During the mayhem of the robbery, Carmen comes face to face with Joseph, a comically inept bank guard, and the two immediately fall in love. The string quartet continues to rehearse, inflecting the scenes of the robbery, and vice versa. The narrative link is that one of the members of the quartet is Claire, who is established earlier in the film as a potential love interest for Joseph.

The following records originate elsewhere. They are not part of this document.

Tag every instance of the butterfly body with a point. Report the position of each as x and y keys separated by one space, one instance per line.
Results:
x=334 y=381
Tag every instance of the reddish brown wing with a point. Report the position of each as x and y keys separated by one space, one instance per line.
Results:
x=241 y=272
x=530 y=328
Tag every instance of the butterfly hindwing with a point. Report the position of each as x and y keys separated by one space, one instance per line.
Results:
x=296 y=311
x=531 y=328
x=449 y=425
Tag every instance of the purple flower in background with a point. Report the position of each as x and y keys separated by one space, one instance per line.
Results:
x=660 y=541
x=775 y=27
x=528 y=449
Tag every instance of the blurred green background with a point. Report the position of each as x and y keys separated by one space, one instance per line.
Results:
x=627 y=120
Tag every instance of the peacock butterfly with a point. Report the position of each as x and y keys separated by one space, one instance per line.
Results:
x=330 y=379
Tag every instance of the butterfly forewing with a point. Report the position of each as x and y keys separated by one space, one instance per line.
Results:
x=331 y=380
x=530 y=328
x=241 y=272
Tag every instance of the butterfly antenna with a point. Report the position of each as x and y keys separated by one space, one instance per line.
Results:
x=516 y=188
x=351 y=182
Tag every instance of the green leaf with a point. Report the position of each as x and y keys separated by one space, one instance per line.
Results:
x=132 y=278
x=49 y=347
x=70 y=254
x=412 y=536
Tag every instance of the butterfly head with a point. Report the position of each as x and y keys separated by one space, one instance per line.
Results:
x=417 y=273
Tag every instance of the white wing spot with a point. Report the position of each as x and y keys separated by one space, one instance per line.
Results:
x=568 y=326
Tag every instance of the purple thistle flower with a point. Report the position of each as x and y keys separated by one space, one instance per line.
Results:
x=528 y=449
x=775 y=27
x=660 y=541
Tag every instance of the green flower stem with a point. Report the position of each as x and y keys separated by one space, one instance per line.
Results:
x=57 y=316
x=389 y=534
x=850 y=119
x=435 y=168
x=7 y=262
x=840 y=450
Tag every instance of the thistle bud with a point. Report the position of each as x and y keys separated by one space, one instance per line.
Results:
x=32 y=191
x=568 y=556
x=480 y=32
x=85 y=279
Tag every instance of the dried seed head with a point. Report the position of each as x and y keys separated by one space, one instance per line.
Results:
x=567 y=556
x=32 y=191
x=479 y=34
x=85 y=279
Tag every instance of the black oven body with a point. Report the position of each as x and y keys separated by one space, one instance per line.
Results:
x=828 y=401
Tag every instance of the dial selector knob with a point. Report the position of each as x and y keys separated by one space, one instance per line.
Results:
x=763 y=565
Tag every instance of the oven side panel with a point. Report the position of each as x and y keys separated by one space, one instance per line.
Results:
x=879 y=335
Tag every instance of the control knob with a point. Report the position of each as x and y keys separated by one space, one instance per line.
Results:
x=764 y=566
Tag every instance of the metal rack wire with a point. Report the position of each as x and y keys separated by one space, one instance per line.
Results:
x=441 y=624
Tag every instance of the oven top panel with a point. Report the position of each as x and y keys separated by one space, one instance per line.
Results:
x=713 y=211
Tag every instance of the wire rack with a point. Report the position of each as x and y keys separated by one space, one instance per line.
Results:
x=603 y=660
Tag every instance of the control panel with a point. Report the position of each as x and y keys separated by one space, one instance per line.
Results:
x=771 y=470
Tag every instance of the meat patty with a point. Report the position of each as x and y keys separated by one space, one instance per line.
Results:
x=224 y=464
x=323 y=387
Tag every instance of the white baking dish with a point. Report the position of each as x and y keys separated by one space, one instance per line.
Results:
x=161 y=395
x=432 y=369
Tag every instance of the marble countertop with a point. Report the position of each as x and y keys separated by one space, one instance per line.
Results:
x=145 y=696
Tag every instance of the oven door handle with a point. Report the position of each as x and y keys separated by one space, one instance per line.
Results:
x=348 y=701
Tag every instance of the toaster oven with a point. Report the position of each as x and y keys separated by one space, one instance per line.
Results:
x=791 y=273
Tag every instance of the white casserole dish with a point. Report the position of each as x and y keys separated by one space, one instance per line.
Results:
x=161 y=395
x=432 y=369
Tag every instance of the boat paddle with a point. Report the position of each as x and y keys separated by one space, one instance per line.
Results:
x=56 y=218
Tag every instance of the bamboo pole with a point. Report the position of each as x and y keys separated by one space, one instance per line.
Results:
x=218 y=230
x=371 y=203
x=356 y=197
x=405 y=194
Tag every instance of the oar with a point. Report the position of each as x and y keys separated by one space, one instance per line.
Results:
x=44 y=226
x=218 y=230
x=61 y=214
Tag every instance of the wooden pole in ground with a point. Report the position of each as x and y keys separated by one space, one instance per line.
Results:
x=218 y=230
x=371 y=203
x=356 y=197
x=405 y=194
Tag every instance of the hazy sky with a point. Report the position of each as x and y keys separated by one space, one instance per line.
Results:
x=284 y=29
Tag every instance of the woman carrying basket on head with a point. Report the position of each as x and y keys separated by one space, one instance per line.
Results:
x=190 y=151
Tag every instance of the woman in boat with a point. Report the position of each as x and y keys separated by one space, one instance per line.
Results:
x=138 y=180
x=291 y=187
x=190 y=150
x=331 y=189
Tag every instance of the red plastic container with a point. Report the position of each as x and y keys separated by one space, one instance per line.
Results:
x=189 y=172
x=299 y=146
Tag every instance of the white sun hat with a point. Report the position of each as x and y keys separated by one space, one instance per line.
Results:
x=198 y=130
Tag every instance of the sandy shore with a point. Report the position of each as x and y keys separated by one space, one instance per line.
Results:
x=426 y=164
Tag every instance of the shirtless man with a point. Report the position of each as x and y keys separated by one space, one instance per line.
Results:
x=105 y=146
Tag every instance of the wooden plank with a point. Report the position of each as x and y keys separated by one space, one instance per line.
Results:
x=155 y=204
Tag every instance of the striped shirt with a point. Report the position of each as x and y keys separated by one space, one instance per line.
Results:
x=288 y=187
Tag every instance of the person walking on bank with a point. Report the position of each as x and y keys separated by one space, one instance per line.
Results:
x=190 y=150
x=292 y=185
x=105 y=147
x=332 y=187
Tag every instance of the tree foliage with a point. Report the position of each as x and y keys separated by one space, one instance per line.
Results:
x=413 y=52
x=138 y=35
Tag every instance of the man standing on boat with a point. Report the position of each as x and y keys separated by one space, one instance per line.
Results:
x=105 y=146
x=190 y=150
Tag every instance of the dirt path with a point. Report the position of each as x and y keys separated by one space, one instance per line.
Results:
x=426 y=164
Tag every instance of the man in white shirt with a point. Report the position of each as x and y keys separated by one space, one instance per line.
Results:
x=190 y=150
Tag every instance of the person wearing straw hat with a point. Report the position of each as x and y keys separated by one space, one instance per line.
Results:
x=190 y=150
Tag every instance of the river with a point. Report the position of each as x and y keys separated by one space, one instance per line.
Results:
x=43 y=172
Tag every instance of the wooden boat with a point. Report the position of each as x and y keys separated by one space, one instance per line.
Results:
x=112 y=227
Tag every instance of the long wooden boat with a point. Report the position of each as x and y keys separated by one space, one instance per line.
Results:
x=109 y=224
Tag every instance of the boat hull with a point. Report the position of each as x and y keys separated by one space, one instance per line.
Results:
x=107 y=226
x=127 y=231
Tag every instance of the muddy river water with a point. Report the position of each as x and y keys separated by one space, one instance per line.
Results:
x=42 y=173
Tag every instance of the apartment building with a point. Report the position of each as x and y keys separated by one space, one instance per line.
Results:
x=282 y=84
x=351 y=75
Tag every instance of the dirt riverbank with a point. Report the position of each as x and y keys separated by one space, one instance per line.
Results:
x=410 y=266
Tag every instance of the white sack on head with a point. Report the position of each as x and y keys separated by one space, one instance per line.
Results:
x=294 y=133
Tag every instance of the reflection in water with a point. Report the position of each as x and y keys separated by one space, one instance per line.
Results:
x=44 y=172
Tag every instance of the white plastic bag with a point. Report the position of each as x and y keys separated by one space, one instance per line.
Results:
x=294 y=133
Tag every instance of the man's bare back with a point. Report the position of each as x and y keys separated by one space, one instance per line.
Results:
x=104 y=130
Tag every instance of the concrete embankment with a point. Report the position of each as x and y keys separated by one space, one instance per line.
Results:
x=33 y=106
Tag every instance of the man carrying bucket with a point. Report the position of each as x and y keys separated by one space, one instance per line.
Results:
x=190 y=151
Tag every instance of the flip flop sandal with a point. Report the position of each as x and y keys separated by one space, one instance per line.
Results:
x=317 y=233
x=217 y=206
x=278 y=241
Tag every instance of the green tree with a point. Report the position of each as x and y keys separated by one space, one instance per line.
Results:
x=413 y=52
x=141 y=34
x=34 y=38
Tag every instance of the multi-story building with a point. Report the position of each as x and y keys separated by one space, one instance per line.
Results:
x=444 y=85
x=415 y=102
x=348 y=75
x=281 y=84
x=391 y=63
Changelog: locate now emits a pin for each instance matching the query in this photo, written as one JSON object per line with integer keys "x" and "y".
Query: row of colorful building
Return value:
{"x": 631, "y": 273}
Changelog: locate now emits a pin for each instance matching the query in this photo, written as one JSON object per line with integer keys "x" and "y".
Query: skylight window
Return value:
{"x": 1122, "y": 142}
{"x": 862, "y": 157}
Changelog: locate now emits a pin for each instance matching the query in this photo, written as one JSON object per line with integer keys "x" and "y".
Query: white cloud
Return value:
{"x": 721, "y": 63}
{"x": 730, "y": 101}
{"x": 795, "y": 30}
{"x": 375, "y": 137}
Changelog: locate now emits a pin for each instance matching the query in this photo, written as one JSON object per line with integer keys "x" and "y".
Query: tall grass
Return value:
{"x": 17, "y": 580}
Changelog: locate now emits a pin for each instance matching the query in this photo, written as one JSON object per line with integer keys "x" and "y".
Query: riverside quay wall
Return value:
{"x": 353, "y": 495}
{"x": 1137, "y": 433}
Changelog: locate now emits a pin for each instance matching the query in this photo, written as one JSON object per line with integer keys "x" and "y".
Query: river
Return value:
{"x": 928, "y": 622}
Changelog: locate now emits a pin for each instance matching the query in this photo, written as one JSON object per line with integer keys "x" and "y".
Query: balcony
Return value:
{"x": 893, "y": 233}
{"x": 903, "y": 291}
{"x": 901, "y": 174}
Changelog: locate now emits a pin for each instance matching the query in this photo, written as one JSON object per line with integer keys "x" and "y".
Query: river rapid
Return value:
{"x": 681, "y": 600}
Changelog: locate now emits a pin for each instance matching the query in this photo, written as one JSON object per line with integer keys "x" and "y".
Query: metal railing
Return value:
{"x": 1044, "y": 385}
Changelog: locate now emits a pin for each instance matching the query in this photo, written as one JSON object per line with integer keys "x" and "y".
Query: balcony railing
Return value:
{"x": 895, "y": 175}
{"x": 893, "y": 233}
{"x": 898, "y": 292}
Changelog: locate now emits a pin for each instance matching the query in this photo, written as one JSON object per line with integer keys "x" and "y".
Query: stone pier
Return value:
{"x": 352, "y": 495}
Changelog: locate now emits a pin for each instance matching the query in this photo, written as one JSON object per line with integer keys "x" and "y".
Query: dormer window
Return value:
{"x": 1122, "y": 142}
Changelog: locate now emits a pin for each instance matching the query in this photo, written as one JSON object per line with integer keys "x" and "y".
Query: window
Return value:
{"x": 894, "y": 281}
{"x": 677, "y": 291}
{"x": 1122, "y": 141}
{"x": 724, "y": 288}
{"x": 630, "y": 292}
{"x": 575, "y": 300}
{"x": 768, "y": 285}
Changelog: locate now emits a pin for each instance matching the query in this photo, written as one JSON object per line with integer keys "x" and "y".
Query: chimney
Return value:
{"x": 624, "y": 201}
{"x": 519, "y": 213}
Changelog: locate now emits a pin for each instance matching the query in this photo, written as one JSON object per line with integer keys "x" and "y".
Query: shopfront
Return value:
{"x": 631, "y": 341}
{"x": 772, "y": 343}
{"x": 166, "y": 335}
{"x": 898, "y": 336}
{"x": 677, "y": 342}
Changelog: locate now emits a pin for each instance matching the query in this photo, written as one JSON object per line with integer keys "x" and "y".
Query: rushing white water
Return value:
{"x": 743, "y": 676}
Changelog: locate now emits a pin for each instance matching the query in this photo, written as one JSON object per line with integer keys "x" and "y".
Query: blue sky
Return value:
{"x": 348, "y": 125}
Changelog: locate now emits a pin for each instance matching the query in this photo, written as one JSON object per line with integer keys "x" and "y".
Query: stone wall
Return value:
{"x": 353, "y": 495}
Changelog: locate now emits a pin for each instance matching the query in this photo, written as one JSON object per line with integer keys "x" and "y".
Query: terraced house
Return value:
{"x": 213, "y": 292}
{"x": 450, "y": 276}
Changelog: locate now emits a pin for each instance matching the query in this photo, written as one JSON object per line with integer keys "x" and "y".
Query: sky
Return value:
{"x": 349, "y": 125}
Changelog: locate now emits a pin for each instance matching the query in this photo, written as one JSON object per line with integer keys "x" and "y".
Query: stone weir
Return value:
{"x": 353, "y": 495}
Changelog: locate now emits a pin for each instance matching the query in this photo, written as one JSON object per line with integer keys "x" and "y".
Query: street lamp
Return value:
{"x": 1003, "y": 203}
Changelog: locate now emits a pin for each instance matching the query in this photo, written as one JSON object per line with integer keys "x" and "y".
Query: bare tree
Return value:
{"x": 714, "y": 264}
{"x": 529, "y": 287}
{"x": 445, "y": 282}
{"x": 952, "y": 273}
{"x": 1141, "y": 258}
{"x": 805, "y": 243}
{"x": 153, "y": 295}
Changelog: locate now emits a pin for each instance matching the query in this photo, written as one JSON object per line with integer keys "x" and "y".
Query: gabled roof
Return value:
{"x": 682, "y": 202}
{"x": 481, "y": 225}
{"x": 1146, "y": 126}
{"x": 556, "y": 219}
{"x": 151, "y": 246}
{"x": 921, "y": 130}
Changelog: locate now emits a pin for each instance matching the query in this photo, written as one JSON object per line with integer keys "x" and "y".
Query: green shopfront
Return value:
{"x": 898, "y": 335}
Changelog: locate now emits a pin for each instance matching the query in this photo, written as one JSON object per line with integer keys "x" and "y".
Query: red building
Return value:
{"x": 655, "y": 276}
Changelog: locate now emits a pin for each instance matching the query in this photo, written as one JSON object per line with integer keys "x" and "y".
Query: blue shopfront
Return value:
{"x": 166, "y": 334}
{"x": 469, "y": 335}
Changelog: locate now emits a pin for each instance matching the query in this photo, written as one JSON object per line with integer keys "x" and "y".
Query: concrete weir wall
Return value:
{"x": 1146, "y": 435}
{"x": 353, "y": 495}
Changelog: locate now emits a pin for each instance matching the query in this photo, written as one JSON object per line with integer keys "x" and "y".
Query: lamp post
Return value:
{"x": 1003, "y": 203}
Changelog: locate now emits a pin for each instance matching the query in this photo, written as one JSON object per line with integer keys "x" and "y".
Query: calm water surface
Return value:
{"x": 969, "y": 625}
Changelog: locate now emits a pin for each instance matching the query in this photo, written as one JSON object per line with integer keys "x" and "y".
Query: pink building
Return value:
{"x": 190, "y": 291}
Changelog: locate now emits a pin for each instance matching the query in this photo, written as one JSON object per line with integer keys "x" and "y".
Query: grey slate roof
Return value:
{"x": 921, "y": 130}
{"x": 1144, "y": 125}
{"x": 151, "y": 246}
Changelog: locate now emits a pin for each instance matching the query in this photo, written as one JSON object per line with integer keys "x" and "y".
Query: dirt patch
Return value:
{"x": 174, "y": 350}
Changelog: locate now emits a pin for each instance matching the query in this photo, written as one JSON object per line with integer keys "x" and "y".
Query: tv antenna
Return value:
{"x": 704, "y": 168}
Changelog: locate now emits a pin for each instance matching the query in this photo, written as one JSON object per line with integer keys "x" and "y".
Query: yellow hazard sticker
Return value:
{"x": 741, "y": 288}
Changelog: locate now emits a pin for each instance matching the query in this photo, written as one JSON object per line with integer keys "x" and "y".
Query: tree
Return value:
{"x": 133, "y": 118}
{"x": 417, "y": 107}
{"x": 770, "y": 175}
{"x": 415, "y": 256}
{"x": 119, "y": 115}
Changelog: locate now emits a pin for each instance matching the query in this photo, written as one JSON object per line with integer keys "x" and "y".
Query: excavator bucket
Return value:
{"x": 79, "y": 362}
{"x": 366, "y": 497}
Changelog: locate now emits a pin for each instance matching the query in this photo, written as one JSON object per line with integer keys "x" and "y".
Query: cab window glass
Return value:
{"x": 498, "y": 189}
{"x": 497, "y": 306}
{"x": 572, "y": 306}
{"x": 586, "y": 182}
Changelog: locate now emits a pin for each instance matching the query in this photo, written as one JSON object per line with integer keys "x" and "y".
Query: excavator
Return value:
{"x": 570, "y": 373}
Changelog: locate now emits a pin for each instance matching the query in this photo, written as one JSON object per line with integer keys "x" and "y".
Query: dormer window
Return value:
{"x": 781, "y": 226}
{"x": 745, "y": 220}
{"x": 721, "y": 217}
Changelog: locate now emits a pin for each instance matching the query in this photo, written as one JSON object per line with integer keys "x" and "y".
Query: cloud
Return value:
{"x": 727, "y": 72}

Carmen and Joseph retreat to Uncle Jeannot's apartment, where Carmen recalls childhood incestuous encounters. Carmen tells Joseph, quoting from Carmen Jones: "if I love you, that's the end of you." Joseph is arrested and put on trial, and Carmen escapes with Fred, the leader of her gang. In flashback, Carmen reveals to Joseph that the robbery was intended to fund a larger project, the kidnapping of "a big manufacturer" or his daughter, with a fake film directed by Uncle Jeannot meant to provide cover, a scheme that John Dillinger supposedly once perpetrated. Joseph is acquitted with the help of an impassioned public defender and Claire's moral support.
Meanwhile, Fred persuades Uncle Jeannot to direct the gang's film. After receiving a rose from her during the trial, Joseph reunites with Carmen at a hotel where the gang is staying. He plans to renew their relationship and to participate in the kidnapping, but Carmen seems increasingly uninterested in him, and the gang ostracizes Joseph. Things go from bad to worse for Joseph as Carmen toys with a young hotel attendant, Fred directs Carmen to tell Joseph it's over, and Joseph forces Carmen into an abject sexual encounter in the shower where he ejaculates on her.
The day of the kidnapping arrives, and the incident is to take place in the restaurant in the hotel where the gang has been staying. Uncle Jeannot is present to direct the film (apparently shot on video), along with the string quartet (performing in public at last) and eventually the police (who have followed Joseph). As with the bank robbery, mayhem ensues.
Joseph is determined to encounter Carmen alone; a gun goes off between them, and Carmen falls to the floor. Leaving her for dead, the police drag Joseph away. In a stupor, Carmen asks the young hotel attendant what it is called when the innocents are on one side and the guilty on the other, when everything has been lost but you are still breathing and the sun is still rising. "Daybreak," he responds.
Isabelle Adjani was originally cast in the title role, but she left the set after a few days of filming to be with her dying father.[2] It was producer Alain Sarde who brought Maruschka Detmers, a 20-year-old Dutch girl, to the attention of Godard, just out of an acting class and without any film experience behind her. Godard accepted, persuaded both by the perfectly fitting physical type to give life to the sensual and melancholy Carmen, and by the ease with which she faced, during an audition, a nude scene in the presence of the male protagonist.[3]